Se devo proprio definirmi, in questa giornata, userei il termine “disilluso”. Quando ho aperto questo progetto, pensando in avanti di una quindicina d’anni, pensavo a qualcosa di diverso. Io, noi non siamo cambiati, tutto il resto sì. Forse non sono stato capace di evolvermi ma, questo è sicuro, non mi piace come si è evoluto tutto quello che sta attorno. Non mi piace il modo di fare informazione che oggi serve per essere ritenuti credibili e non sono disposto a piegarmi a certe dinamiche. Speravo che mettendoci “solo” tanta passione e tanto impegno, sacrificando quasi tutto quello che avevo, alcuni risultati sarebbero arrivati.
Ce ne sono stati, per carità, ma ci sono stati altrettanti momenti poco edificanti, anche recentemente e arriverà il momento di parlarne. Oggi quella passione lì, quella che rivedo nella foto che ho scattato quasi 30 anni fa, mi rendo conto essere più flebile, meno accesa, stanca anche se mai a terra. Perché sono cambiate tante cose, perché speravo in qualcosa di meglio e perché, nel frattempo, lo sport per cui ho messo in piedi tutto questo è stato preso, accartocciato e, a tratti, deturpato.

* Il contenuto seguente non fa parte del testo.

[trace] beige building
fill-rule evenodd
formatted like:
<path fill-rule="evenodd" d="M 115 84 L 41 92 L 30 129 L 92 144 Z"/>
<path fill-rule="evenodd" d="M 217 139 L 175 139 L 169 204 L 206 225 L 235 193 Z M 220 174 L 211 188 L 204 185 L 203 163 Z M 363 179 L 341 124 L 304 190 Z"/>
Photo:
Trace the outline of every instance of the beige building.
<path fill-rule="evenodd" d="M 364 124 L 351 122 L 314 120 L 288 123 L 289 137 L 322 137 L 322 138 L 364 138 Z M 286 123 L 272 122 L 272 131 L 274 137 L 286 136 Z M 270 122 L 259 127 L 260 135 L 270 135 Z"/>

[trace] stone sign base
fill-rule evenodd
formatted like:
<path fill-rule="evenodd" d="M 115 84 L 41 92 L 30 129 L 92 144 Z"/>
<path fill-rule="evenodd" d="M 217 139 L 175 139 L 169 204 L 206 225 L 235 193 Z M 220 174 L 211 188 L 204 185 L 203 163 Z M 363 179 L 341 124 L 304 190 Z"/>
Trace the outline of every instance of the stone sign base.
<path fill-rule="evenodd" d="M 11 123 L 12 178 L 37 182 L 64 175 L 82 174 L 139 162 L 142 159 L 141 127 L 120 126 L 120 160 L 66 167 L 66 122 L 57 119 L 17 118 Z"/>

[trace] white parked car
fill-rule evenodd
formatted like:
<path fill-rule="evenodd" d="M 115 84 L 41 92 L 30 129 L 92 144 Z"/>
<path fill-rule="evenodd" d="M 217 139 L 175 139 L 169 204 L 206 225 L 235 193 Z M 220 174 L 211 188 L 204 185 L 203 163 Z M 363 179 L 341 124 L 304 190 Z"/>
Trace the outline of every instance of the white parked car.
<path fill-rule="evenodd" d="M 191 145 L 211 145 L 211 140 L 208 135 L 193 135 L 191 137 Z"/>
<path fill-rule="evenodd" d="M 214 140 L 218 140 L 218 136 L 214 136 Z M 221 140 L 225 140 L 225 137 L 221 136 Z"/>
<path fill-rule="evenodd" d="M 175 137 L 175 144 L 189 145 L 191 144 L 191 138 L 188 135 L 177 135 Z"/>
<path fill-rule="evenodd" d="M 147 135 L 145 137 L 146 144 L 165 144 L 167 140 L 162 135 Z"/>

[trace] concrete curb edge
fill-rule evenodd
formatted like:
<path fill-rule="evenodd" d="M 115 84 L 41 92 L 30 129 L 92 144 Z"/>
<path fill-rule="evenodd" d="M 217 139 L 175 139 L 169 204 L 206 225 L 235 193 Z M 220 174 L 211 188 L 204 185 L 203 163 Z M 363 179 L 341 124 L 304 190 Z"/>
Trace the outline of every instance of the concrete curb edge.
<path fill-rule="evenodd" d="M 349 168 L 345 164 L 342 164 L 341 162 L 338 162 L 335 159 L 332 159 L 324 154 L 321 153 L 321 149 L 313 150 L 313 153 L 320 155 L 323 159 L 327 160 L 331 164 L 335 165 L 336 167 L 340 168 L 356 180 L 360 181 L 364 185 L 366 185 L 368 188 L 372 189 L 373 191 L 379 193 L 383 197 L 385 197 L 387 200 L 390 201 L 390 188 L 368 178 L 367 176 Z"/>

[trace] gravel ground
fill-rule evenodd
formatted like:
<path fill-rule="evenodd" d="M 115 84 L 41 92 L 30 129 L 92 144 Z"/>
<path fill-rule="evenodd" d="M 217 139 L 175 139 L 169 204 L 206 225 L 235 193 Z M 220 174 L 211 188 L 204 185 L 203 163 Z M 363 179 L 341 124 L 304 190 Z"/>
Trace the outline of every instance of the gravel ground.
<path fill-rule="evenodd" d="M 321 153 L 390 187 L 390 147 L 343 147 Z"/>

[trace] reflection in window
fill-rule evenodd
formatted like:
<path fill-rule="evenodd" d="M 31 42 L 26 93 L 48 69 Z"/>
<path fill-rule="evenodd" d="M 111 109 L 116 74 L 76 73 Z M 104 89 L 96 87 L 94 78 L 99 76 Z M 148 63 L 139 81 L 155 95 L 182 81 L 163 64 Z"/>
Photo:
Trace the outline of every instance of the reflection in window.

L’unico augurio che posso fare alla F1 di oggi è che possa superare questa tempesta e finire, prima o poi, in acque più tranquille, che ne possano far riflettere nuovamente la bellezza invece di essere protagoniste di onde alte ed autoreferenziali. Auguro alla F1 di non essere più vittima, prima o poi, di una realtà immaginaria nella quale tutto è bello e divertente. Spero che sia prima o poi così: anche per lo sport e non solo per le percentuali in borsa.